Com v. Yong: Collective Knowledge Doctrine Affirmed

When two police officers independently have the information necessary to constitute probable cause, but they have not communicated these facts to each other, is the arrest of the defendant constitutional? The Supreme Court of Pennsylvania says yes, in a 4-2 ruling in Commonwealth v. Yong.

Mr. Yong’s suspected drug dealing in Philadelphia (home of the World Champions) was the subject of surveillance by the Philadelphia Police in 2011. During that time, he was observed by Officers McCook and Morales conducting marijuana transactions. The record reveals that Officer McCook “met up with . . . other officers” and “brief[ed] them on the execution of the search warrant.” One of these other officers was Officer Gibson, who arrested Yong during the search and discovered a gun on his person. Marijuana was recovered in substantial amounts from the premises, and Yong was charged with various drug related crimes.
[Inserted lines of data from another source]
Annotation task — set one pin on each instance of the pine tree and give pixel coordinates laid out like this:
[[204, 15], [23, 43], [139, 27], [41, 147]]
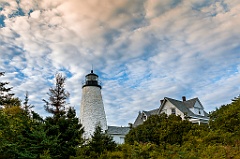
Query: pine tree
[[64, 124], [57, 98]]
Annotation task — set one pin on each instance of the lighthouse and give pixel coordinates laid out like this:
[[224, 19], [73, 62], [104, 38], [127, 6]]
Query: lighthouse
[[92, 112]]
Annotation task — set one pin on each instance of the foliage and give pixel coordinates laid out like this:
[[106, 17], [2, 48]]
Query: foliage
[[160, 129], [99, 144], [64, 125], [56, 102]]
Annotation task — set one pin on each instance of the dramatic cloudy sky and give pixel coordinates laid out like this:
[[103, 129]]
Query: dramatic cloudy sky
[[143, 51]]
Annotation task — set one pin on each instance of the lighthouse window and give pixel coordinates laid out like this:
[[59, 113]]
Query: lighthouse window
[[144, 117], [173, 111]]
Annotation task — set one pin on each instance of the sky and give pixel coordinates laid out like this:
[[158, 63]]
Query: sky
[[142, 50]]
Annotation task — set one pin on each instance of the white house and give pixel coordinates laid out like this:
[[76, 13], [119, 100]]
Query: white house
[[118, 133], [192, 109]]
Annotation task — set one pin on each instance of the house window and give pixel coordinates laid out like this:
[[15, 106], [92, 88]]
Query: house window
[[173, 111], [144, 117]]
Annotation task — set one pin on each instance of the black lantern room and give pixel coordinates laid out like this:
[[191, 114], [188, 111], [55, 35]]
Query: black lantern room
[[91, 80]]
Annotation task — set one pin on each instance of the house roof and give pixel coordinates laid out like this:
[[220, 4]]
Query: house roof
[[151, 112], [184, 106], [116, 130]]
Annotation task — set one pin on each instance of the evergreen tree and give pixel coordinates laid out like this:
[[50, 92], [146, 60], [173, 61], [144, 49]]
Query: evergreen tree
[[64, 124], [56, 103]]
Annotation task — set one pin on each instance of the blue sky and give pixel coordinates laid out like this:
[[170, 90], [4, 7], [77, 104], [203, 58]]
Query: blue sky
[[142, 51]]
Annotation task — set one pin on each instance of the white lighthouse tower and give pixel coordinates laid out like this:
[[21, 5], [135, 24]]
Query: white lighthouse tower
[[92, 109]]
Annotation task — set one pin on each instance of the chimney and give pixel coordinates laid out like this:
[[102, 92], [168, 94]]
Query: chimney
[[161, 101]]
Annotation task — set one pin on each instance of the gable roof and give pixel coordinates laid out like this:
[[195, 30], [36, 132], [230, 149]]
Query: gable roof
[[116, 130], [184, 106], [151, 112]]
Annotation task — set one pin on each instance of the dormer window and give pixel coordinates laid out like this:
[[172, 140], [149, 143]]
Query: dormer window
[[144, 117], [173, 111]]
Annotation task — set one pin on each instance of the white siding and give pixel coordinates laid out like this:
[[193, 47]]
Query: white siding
[[167, 108], [92, 110], [119, 139], [197, 109]]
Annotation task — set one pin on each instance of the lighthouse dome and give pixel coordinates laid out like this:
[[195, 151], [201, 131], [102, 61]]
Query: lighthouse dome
[[91, 79]]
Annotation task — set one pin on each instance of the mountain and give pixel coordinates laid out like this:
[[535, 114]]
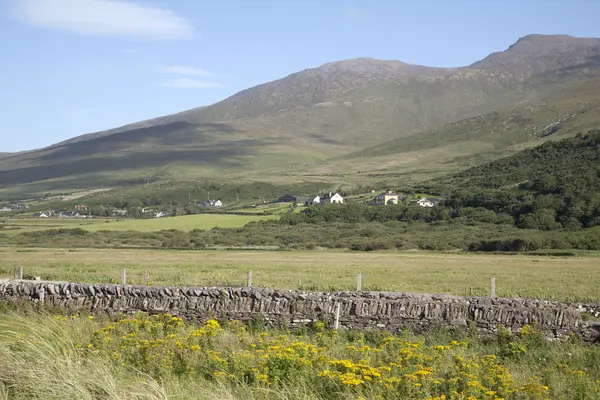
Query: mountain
[[545, 55], [558, 167], [566, 112], [309, 117]]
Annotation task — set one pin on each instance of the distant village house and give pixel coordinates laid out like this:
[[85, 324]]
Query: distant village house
[[331, 198], [288, 198], [389, 197], [68, 214], [428, 202], [212, 203]]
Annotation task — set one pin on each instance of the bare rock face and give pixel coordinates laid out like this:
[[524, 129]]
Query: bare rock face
[[357, 310]]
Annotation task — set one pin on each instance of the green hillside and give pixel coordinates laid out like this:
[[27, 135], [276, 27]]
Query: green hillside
[[569, 111], [303, 127], [553, 186]]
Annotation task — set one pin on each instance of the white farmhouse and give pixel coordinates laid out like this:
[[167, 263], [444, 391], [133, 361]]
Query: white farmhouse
[[331, 199], [431, 202]]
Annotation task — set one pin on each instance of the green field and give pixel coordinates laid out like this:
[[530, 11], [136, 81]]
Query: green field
[[184, 223], [560, 278]]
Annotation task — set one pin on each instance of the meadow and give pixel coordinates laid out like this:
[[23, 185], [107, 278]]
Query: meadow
[[546, 277], [183, 223]]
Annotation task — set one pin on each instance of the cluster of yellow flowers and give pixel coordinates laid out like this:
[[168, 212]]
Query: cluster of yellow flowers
[[390, 367]]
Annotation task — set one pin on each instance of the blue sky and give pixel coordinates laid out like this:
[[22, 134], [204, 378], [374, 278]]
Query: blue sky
[[70, 67]]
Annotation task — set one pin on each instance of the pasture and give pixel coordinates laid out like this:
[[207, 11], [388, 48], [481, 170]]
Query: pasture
[[184, 223], [544, 277]]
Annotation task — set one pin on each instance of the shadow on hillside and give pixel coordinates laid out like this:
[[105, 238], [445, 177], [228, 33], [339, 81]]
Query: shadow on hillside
[[218, 155], [172, 134]]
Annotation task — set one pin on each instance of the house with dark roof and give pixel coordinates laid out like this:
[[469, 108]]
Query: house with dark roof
[[212, 203], [331, 198], [68, 214], [288, 198], [428, 202]]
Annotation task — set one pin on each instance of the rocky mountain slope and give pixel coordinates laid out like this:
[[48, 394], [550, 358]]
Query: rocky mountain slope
[[313, 115]]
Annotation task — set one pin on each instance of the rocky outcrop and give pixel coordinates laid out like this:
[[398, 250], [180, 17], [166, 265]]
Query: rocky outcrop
[[392, 311]]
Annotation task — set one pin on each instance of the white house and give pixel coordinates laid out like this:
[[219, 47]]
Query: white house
[[331, 199], [213, 203], [314, 200], [425, 202]]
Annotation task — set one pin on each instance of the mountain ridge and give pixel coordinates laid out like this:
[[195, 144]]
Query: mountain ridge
[[317, 114]]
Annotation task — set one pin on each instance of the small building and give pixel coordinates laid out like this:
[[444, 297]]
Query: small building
[[119, 213], [288, 198], [212, 203], [313, 201], [68, 214], [428, 202], [331, 198], [389, 197]]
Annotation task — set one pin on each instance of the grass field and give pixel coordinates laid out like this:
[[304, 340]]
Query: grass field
[[184, 223], [560, 278]]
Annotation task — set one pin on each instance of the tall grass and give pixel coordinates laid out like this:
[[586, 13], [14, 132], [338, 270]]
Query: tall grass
[[46, 356]]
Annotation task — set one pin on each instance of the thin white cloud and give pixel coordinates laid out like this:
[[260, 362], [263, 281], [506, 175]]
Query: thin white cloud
[[187, 83], [87, 110], [184, 70], [355, 15], [115, 18]]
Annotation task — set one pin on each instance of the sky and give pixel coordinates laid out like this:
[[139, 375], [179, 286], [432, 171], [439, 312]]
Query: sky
[[70, 67]]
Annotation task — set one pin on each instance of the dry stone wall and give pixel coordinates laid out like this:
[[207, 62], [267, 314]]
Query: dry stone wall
[[392, 311]]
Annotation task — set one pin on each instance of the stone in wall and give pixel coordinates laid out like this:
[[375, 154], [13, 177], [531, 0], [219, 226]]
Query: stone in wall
[[383, 310]]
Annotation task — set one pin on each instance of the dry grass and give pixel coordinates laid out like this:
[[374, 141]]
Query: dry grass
[[185, 223], [560, 278]]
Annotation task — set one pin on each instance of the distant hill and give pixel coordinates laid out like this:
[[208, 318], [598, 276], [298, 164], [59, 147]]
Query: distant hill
[[314, 115], [549, 187], [573, 109], [567, 165]]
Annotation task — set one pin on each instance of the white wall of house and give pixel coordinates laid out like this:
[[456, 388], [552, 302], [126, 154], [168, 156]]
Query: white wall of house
[[425, 203], [336, 198]]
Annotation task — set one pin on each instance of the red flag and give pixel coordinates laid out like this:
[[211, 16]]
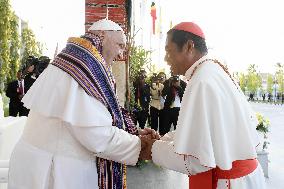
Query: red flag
[[153, 15]]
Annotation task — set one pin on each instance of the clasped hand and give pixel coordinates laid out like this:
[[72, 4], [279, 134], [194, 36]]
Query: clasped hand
[[148, 137]]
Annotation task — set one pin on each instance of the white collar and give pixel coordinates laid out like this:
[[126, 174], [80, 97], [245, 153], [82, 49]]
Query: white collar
[[191, 68]]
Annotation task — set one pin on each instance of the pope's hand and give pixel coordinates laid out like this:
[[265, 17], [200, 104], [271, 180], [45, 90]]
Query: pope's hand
[[149, 132], [146, 147]]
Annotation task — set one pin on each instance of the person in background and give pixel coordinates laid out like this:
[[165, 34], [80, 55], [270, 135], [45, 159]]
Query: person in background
[[142, 99], [157, 102], [173, 93], [15, 91]]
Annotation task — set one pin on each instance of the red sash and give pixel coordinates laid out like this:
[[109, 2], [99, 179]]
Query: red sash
[[209, 179]]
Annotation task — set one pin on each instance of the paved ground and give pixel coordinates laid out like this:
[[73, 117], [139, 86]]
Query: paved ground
[[149, 176], [276, 148]]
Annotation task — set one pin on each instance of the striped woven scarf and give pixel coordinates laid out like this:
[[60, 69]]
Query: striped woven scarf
[[82, 59]]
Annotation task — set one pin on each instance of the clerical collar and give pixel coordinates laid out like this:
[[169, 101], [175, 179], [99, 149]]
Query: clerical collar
[[95, 40], [191, 69]]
The collective knowledge doctrine allows officers to have the knowledge of other police officers “imputed” to them for Fourth Amendment purposes. Two approaches have been adopted by courts: vertical and horizontal. The vertical approach involves a situation where an officer with probable cause orders another officer to act (“Arrest that man!”). Courts have broadly ruled this this situation imputes probable cause. The horizontal approach is the controversial one—can a group of officers, each of whom holds a piece of the puzzle, be rendered a unit for the purpose of probable cause?

Majority by Mundy: Officer with Probable Cause may impute his knowledge to another Officer

Justice Mundy, writing for the 4-member majority, writes that the knowledge of a police officer with probable cause may be imputed to the arresting officer under the collective knowledge doctrine if they “are working in a coordinated investigation and not as independent law enforcement personnel . . . coincidentally.” Noting that there are “serious concerns for protecting citizens from unconstitutional intrusions,” the majority rejects the horizontal approach, but finds that a vertical approach is supported by the facts of this case.

The majority places particular weight on the pre-search briefing that took place. Surely there was communication of probable cause at that time, or at the very least, an order to arrest Yong if he was seen. Accordingly, the majority has no qualms that an illegal search took place here. “[W]e maintain that Pennsylvania adheres to the vertical approach of the collective knowledge doctrine, which instructs that an officer with the requisite level of suspicion may direct another officer to act in his or her stead.”

Dissent by Donohue: Proof of Communication should be Required for Vertical Approach

Justice Donohue dissents, accusing the majority of “announc[ing] a new rule that permits uncommunicated knowledge of one police officer to justify an arrest conducted by another officer.” Donohue would require evidence of actual communication, not imputed authority.

Conclusion: An Odd Vehicle for this Holding

Appellate courts traditionally look for good “vehicles” to resolve major issues of law. In other words, they prefer cases that cleanly present the issue. In this case, the Court, having found vertical collective knowledge, need not have made any determination on the horizontal approach. Clearly, the Court was eager to provide guidance on this, and to some extent, it is appreciated by practitioners at the criminal bar. Nonetheless, the Court usually tries to take cases where an analysis can take place without leaving the facts at hand, which did not happen here.